Lawmakers Close 2019 Session By Passing Budget, But Fall Short On Gaming Bills
Lawmakers worked to the bitter end of the legislative session Thursday to address the two biggest remaining issues: the state’s next budget and the future of fantasy sports gaming in Louisiana.
The $30 billion state budget fully funds TOPS, increases K-12 funding, gives public school teachers their first pay raise in a decade, and sends more money to early childhood education, children and family services and the Department of Corrections.
In a press conference, Governor John Bel Edwards said the budget makes the right kind of investments for the state.
“Finally, we were able to pass a budget that focuses on the things that we want to focus on,” said Edwards following adjournment.

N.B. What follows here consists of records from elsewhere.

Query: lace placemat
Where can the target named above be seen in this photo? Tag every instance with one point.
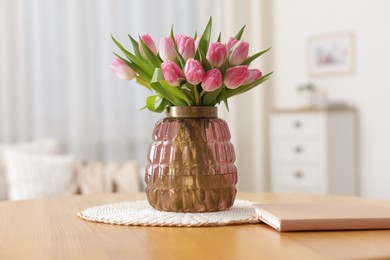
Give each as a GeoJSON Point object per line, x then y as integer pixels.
{"type": "Point", "coordinates": [140, 213]}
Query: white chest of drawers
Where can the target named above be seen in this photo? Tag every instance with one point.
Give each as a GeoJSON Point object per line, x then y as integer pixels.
{"type": "Point", "coordinates": [313, 151]}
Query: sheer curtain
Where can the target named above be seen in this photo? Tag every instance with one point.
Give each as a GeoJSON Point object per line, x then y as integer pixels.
{"type": "Point", "coordinates": [55, 76]}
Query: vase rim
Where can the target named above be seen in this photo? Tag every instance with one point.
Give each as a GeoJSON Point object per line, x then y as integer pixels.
{"type": "Point", "coordinates": [192, 112]}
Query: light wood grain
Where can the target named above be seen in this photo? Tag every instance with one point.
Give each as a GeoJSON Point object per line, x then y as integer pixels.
{"type": "Point", "coordinates": [50, 229]}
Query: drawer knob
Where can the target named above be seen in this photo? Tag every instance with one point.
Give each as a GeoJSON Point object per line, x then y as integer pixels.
{"type": "Point", "coordinates": [298, 175]}
{"type": "Point", "coordinates": [298, 149]}
{"type": "Point", "coordinates": [297, 124]}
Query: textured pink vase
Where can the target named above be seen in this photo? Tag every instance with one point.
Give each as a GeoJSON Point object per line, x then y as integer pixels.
{"type": "Point", "coordinates": [191, 162]}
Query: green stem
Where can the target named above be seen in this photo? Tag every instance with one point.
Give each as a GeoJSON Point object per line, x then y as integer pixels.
{"type": "Point", "coordinates": [196, 95]}
{"type": "Point", "coordinates": [202, 94]}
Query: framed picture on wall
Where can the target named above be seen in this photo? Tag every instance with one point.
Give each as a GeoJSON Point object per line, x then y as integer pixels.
{"type": "Point", "coordinates": [330, 54]}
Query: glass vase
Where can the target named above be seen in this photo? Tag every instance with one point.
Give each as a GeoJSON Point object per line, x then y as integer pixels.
{"type": "Point", "coordinates": [191, 162]}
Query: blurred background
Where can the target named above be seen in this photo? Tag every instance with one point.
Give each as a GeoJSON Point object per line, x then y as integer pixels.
{"type": "Point", "coordinates": [56, 81]}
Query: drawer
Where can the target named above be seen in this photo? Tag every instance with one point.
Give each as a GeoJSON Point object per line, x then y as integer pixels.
{"type": "Point", "coordinates": [297, 176]}
{"type": "Point", "coordinates": [298, 124]}
{"type": "Point", "coordinates": [298, 150]}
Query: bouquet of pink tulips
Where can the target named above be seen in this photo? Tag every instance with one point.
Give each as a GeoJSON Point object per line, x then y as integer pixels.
{"type": "Point", "coordinates": [186, 71]}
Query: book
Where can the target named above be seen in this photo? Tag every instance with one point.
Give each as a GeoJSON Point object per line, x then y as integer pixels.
{"type": "Point", "coordinates": [324, 216]}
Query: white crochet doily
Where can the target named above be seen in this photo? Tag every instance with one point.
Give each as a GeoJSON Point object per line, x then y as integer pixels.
{"type": "Point", "coordinates": [140, 213]}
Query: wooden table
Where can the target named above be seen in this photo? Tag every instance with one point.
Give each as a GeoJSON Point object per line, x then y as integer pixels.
{"type": "Point", "coordinates": [50, 229]}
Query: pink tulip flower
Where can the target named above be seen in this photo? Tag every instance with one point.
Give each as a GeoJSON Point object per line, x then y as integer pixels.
{"type": "Point", "coordinates": [148, 42]}
{"type": "Point", "coordinates": [167, 49]}
{"type": "Point", "coordinates": [239, 53]}
{"type": "Point", "coordinates": [212, 80]}
{"type": "Point", "coordinates": [172, 73]}
{"type": "Point", "coordinates": [236, 76]}
{"type": "Point", "coordinates": [122, 70]}
{"type": "Point", "coordinates": [216, 54]}
{"type": "Point", "coordinates": [197, 42]}
{"type": "Point", "coordinates": [254, 74]}
{"type": "Point", "coordinates": [185, 46]}
{"type": "Point", "coordinates": [230, 43]}
{"type": "Point", "coordinates": [193, 71]}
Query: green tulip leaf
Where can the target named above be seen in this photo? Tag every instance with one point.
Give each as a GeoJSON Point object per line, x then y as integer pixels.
{"type": "Point", "coordinates": [239, 33]}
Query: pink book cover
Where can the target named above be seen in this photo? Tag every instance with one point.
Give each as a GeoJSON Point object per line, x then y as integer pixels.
{"type": "Point", "coordinates": [324, 216]}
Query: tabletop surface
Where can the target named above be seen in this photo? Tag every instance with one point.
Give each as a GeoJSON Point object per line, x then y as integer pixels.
{"type": "Point", "coordinates": [50, 229]}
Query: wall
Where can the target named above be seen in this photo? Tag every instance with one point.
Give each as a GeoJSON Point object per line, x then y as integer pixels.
{"type": "Point", "coordinates": [367, 88]}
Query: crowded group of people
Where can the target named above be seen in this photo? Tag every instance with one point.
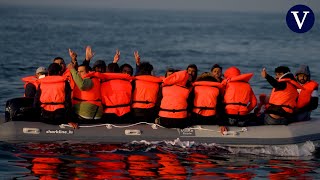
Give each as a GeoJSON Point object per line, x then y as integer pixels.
{"type": "Point", "coordinates": [109, 93]}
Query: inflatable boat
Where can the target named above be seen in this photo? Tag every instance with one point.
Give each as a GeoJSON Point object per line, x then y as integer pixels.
{"type": "Point", "coordinates": [17, 126]}
{"type": "Point", "coordinates": [295, 133]}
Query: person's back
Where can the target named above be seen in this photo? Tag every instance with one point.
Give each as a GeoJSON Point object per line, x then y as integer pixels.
{"type": "Point", "coordinates": [308, 96]}
{"type": "Point", "coordinates": [174, 104]}
{"type": "Point", "coordinates": [145, 94]}
{"type": "Point", "coordinates": [283, 97]}
{"type": "Point", "coordinates": [53, 96]}
{"type": "Point", "coordinates": [207, 100]}
{"type": "Point", "coordinates": [116, 94]}
{"type": "Point", "coordinates": [86, 94]}
{"type": "Point", "coordinates": [239, 98]}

While next year’s budget is settled, other significant pieces of legislation failed to gain support this session.
An effort to legalize sports betting in Louisiana faced early setbacks, but didn’t die until the final minutes. Dying with it was the framework to implement online fantasy sports in the state.

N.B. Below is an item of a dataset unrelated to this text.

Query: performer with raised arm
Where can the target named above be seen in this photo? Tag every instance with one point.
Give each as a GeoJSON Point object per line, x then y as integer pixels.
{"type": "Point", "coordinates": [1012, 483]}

Senator Danny Martiny (D-Metairie) hijacked a pair of bills that would have regulated and taxed fantasy sports games, which voters in nearly 50 parishes approved on last year’s ballot.

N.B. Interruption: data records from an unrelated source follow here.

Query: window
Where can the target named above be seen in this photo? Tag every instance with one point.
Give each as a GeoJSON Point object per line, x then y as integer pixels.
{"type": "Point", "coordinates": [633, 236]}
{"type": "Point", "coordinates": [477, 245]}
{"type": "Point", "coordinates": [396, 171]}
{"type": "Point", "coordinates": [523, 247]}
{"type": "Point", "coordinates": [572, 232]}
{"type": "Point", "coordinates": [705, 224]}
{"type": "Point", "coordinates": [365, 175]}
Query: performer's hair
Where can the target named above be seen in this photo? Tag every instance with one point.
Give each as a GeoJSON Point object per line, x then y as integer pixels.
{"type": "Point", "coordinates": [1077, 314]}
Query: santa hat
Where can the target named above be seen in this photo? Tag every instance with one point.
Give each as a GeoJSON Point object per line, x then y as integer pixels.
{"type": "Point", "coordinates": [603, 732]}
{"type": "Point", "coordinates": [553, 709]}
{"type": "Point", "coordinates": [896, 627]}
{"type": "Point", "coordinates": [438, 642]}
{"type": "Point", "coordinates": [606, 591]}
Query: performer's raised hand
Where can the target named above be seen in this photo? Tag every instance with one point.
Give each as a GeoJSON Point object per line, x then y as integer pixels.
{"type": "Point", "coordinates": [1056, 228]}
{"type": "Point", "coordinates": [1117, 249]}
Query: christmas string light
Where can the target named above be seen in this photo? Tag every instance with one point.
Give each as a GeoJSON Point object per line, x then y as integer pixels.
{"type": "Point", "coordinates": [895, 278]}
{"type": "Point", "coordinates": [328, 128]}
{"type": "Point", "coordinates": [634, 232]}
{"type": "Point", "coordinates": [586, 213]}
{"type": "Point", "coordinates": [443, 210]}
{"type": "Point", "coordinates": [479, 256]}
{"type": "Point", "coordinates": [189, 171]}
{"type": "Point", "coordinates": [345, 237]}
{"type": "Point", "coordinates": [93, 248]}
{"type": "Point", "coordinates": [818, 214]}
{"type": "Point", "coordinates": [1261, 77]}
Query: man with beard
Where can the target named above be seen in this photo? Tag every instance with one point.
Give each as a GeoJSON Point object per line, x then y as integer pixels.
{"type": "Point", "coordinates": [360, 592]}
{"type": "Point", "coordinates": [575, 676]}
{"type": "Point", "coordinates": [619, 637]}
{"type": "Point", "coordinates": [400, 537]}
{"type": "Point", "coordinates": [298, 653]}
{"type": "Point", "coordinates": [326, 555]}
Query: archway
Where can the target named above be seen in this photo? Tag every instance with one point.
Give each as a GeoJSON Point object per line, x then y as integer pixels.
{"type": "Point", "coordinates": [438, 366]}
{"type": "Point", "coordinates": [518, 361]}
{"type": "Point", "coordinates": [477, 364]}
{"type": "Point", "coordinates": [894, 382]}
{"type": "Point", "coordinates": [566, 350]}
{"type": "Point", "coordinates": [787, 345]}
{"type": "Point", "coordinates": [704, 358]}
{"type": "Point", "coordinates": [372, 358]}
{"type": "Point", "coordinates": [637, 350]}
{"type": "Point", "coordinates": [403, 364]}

That move was unpopular, especially in the House, but Martiny kept pushing it.
Sports betting was eventually stripped from the bills, which cleared the House just in time. But in the Senate, a last-minute protest by Martiny delayed a vote, preventing Louisiana residents from playing fantasy sports anytime soon.
“All I asked them was can we have a referendum just to see if sports betting is as popular as fantasy sports, and I suggest to you that those results would come back,” Senator Martiny told members in the final moments of session.